The new public poll in Macedonia running by a private organisation shows that society is divided regarding preferences for foreign powers. Macedonian population favours Russia as the ethnic Albanians are close to the U.S. position. Also, the credibility of EU is at stake. Macedonians don’t want EU and the U.S. to get involved in the Macedonian internal affairs.

According to the political development in Macedonia, on February 2015, Russian Foreign Ministry announced that foreign services try to destabilise Macedonia. Russian Foreign Ministry supported the former Prime Minister Nikola Gruevski’s position regarding interceptions, which the putsch is organised by the services of the neighbouring countries and by several Western embassies in Skopje.
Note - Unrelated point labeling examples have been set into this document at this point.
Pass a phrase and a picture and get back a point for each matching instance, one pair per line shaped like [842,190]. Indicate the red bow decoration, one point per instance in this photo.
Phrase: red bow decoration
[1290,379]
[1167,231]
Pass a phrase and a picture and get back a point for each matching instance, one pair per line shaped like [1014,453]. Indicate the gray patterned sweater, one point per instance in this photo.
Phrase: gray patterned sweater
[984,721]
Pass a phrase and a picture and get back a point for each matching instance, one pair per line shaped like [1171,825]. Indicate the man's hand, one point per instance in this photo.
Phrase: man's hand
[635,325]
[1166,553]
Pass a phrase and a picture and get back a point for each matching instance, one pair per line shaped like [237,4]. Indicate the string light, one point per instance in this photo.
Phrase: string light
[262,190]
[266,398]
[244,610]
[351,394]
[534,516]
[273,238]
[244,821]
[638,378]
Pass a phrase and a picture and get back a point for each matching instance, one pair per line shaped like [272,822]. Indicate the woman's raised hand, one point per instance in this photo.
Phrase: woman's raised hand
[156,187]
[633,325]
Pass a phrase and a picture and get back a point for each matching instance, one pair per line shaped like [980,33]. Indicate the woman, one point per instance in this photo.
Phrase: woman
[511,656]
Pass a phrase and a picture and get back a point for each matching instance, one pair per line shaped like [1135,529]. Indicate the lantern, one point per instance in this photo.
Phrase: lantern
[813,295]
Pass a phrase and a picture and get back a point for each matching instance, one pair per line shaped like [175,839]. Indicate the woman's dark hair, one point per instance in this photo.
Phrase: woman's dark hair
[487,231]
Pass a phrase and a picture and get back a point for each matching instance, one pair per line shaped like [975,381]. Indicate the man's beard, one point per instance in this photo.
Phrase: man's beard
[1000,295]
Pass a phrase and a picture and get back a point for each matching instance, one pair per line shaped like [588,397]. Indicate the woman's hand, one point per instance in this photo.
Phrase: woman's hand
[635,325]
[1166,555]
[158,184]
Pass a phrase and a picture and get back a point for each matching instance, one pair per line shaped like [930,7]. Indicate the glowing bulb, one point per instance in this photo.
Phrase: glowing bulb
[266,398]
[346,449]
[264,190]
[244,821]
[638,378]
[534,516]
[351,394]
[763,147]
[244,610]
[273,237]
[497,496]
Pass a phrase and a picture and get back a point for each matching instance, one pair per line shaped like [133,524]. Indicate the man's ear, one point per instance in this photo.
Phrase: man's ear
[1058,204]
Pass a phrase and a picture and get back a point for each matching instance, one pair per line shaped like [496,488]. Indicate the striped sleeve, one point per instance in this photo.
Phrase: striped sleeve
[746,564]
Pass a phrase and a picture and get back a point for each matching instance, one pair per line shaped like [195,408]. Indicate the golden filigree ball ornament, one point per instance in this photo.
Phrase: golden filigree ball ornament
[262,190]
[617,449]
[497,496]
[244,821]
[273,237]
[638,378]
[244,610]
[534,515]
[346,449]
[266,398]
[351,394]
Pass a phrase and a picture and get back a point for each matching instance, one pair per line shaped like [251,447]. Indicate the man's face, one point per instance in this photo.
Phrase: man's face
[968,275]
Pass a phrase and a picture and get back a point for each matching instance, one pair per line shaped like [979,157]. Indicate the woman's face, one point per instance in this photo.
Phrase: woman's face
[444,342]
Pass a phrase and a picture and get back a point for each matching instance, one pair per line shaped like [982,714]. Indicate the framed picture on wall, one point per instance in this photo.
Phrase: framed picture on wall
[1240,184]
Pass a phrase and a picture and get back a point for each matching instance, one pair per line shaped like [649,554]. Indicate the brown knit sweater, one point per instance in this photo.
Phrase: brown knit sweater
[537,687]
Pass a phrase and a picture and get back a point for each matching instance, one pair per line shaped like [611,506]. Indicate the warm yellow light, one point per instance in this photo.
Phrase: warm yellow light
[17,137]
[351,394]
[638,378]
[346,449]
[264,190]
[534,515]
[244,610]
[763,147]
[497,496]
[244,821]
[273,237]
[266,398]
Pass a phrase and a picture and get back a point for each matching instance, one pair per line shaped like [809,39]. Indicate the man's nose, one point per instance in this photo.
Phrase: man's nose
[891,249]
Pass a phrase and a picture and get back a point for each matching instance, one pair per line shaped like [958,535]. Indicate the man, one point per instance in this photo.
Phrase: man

Two years after the wiretapping scandal, Russian Ambassador in Macedonia, Oleg N. Shcherbak met Gruevski again to make efforts for the formation of a new government after the parliamentary elections of December 2016.

Moscow with tools of information warfare is attempting to put ‘one foot’ in Macedonia. In addition, Russian Foreign Ministry has released a statement on political events in Macedonia. In the last two years since the wiretapping scandal which led to Gruevski’s resignation and the formation of a provisional government, Russia has been interested in this part of Europe, and it engages with political parties in the anti-West campaign against the policies of the U.S. in Macedonia.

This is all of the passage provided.